A oficialização da CPI teve na véspera uma bombástica contribuição, quando Kajuru divulgou uma conversa que teve no sábado com Jair Bolsonaro, por telefone. O presidente, entre outros comentários e impropérios, pediu ao senador para incluir governadores e prefeitos no alvo das investigações, ofendeu com adjetivos depreciativos o senador Randolfe Rodrigues, inclusive desafiando-o para sair “na porrada” e fez avaliações desairosas sobre ministros do STF.
A ameaça a Randolfe não é o primeiro episódio de violência contra o senador. Em meados de setembro de 2013, os membros das comissões da Verdade da Câmara e do Senado visitavam o edifício do extinto Doi-Codi, no Rio de Janeiro. Bolsonaro, mesmo não sendo integrante, tentou forçar a entrada e ficou irritado após ter sido impedido de participar da visita. O senador contou que Bolsonaro ficou irritado ao ser informado que só entraria quem fizesse parte da comissão e ele retrucou dizendo que queria entrar no seu quartel. Na discussão, o então deputado Bolsonaro deu um soco na barriga de Randolfe.
FRAGILIDADES
Além de instalar uma nova crise na Praça dos Três Poderes, a divulgação da conversa expôs mais uma vez a fragilidade no sistema de comunicação do presidente Jair Bolsonaro. A falta de confidencialidade transformou o que seria uma conversa privada com um congressista próximo em novo atrito nas relações institucionais.
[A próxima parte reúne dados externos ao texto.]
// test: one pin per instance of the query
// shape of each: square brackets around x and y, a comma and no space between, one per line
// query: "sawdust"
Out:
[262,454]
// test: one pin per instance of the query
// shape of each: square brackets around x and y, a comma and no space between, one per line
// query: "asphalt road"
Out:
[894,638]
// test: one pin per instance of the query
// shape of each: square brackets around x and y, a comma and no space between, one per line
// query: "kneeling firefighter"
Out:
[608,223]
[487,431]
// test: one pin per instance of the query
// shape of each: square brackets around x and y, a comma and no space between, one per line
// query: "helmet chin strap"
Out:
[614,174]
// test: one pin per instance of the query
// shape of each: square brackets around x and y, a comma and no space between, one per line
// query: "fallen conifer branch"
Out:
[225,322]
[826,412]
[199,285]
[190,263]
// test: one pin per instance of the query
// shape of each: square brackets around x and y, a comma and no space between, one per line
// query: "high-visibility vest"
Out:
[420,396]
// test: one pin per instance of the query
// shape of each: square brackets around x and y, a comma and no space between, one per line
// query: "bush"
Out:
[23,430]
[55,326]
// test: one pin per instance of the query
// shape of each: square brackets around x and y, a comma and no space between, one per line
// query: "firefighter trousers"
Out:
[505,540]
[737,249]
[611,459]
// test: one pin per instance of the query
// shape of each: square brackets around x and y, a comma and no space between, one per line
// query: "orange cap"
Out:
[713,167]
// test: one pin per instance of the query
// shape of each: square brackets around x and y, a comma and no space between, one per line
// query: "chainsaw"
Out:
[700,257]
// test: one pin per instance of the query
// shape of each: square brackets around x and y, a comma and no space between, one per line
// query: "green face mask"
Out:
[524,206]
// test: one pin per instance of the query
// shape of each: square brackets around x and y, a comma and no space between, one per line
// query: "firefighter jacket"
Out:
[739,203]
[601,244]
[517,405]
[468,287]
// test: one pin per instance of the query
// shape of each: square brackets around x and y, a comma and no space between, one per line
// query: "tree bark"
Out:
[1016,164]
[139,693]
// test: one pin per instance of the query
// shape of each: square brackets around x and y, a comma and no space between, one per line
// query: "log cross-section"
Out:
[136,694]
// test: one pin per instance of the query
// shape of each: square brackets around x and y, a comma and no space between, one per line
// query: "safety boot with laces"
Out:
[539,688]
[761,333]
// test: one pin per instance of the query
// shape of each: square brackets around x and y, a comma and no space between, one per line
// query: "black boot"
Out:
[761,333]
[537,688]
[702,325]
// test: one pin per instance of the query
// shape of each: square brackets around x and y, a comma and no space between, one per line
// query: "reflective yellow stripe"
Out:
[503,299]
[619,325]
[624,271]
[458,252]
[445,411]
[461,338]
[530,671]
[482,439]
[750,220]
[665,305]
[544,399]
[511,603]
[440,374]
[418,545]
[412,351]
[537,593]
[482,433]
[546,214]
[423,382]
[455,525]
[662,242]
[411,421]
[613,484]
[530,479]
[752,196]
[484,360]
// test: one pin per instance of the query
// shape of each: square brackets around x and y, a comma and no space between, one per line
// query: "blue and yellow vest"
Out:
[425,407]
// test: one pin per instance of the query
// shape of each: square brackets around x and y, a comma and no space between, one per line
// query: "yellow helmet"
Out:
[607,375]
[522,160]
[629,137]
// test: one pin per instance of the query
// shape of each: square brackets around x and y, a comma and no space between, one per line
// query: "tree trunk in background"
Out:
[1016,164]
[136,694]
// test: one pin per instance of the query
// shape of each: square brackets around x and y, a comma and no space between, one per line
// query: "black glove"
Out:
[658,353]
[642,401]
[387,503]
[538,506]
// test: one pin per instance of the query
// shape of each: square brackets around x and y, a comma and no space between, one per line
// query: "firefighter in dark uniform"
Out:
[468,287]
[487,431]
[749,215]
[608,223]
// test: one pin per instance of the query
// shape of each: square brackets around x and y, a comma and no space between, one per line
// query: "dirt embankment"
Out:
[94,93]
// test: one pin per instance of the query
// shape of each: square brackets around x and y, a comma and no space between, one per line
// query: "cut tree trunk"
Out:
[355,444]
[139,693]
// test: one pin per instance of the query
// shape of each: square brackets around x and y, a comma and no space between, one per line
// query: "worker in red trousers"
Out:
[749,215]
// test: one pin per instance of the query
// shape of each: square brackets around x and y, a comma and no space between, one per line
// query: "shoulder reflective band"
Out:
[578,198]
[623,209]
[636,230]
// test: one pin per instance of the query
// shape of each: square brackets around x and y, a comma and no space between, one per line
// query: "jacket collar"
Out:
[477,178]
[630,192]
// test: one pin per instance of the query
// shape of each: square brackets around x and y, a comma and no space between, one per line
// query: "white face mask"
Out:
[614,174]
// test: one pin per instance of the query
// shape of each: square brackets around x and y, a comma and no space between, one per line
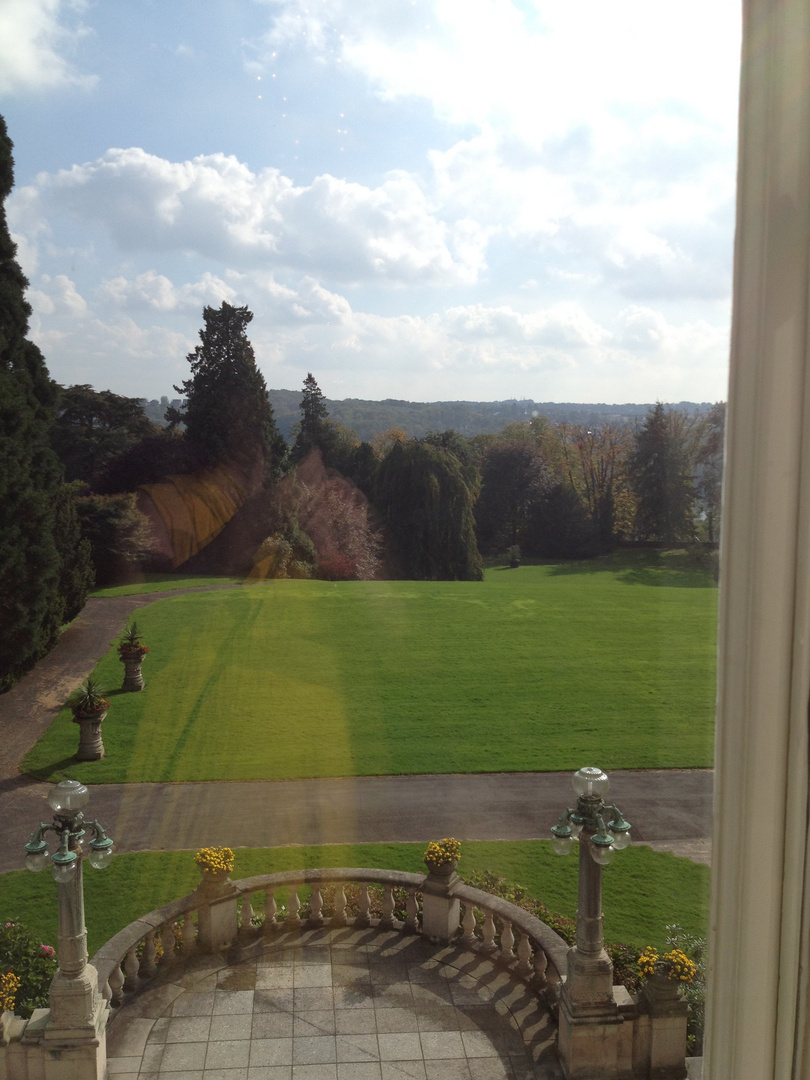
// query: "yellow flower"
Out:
[212,860]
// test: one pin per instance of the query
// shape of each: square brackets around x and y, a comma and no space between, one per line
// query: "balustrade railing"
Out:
[169,935]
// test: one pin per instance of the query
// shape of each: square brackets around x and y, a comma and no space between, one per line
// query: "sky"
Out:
[430,200]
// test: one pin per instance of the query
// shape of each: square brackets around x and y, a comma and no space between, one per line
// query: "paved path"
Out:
[670,809]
Embora haja suspeitas de que a divulgação tenha sido combinada previamente, não seria a primeira vez que o presidente, adepto de celular pessoal para conversas com políticos e pessoas de sua confiança, tem diálogos expostos – em alguns casos, por ele próprio.
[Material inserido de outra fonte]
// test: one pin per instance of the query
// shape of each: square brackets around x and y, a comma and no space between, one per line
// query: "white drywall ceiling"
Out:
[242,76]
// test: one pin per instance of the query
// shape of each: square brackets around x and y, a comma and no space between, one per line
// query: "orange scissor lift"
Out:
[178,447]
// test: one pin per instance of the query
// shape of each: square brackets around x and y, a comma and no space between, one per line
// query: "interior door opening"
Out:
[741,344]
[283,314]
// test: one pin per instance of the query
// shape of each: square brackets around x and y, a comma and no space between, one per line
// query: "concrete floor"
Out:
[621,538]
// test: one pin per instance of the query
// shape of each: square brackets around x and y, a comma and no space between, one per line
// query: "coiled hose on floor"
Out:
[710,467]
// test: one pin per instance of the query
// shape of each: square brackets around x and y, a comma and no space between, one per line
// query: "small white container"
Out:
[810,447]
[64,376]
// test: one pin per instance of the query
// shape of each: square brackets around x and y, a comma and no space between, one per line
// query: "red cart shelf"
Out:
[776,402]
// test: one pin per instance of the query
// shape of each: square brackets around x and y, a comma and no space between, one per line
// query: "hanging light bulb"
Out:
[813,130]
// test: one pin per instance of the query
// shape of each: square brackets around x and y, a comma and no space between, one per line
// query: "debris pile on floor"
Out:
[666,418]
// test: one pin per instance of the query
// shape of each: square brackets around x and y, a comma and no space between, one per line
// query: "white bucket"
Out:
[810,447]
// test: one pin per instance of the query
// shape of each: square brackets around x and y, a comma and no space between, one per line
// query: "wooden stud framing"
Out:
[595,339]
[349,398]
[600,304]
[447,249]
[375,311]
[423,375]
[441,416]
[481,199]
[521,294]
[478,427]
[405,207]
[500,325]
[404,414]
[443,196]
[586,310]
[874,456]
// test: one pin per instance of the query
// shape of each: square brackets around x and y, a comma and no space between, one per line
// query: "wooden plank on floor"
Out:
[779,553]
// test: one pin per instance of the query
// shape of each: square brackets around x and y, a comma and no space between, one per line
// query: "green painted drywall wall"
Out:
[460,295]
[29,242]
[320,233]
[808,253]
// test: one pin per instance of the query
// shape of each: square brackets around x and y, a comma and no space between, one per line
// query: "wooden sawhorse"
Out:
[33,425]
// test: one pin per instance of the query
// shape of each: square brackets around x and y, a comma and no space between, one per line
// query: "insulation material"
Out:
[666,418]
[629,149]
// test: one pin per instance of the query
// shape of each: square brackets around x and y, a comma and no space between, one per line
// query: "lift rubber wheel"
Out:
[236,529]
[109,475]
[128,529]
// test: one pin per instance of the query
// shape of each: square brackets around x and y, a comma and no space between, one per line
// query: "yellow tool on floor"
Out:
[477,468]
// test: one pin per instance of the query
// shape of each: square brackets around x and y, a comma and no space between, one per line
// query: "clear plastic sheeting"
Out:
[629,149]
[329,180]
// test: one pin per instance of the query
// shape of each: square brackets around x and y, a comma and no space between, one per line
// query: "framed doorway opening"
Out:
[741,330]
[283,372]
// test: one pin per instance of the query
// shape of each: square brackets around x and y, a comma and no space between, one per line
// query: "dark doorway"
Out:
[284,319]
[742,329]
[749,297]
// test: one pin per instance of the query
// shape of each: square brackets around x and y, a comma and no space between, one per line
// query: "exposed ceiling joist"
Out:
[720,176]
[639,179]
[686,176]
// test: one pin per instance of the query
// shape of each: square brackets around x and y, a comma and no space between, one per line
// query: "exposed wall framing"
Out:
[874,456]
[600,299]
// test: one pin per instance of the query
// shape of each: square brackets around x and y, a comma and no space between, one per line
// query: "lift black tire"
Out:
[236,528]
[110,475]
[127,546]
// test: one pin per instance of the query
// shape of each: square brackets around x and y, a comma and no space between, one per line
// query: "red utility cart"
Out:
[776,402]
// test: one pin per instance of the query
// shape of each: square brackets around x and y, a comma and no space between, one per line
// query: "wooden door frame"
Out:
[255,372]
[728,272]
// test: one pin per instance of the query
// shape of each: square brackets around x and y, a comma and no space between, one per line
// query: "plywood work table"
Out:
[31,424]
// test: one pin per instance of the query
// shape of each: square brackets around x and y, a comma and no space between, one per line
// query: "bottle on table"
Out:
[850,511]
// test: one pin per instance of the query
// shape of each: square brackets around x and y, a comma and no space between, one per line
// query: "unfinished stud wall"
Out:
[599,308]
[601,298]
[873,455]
Orientado pelo Gabinete de Segurança Institucional (GSI), Bolsonaro troca de número de celular com alguma frequência. Contudo, a maneira como interage com a tecnologia deixa brechas para contratempos. O presidente gosta de usar um dispositivo pessoal para receber e fazer ligações e para trocar mensagens com aliados, o que não é recomendado pela inteligência do governo. O aparelho celular disponibilizado pela Abin, o Terminal de Comunicação Segura (TCS), é repleto de restrições e não permite a instalação de aplicativos externos.
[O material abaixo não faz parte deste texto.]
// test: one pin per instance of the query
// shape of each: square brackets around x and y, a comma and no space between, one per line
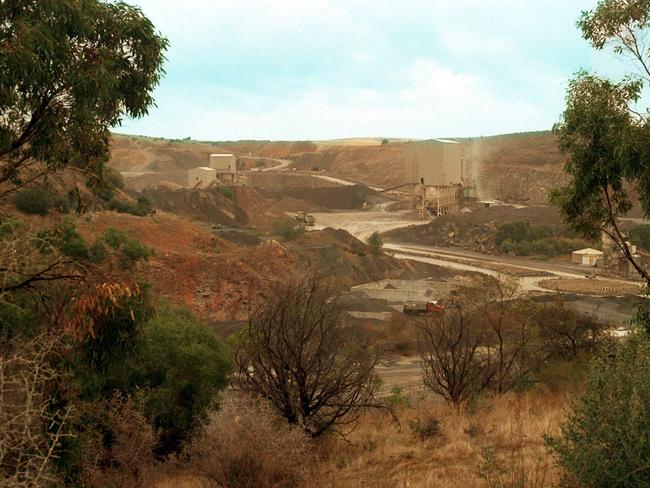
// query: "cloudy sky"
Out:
[322,69]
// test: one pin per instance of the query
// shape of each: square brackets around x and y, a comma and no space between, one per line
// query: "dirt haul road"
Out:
[406,372]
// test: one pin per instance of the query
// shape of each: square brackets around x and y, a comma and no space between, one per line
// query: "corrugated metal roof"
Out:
[589,250]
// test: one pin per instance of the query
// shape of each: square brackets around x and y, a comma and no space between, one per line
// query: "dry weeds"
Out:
[496,444]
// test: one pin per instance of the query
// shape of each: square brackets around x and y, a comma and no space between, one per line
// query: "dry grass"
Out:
[496,444]
[503,436]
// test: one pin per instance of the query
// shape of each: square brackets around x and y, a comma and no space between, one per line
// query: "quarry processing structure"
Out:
[222,168]
[435,170]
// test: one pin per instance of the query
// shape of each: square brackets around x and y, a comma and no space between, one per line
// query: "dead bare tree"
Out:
[299,354]
[508,328]
[483,340]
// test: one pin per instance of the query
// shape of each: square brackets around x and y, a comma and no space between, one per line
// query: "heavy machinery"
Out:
[305,218]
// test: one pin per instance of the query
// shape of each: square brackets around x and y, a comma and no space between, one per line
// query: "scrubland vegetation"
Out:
[104,385]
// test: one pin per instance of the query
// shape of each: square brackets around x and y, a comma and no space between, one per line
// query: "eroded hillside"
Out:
[513,168]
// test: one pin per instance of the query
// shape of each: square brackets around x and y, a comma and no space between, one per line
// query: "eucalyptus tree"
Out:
[603,131]
[70,70]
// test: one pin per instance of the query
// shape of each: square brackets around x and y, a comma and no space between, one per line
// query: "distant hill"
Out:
[511,167]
Mas Bolsonaro gosta do WhatsApp. Embora não recomendado, ele usa o aplicativo para liderar o governo. É com ele que interage com a equipe, dá ordens, encaminha denúncias e até coordena a sua “Abin paralela”, formada por agentes de segurança nos Estados que lhe abastecem pela manhã com informações reservadas. Kajuru nega que o telefonema para tratar da CPI da Covid tenha sido um “teatro”. O senador Flávio Bolsonaro entrou com uma representação contra Kajuru, que pode ser expulso de seu partido, o Cidadania, da base governista.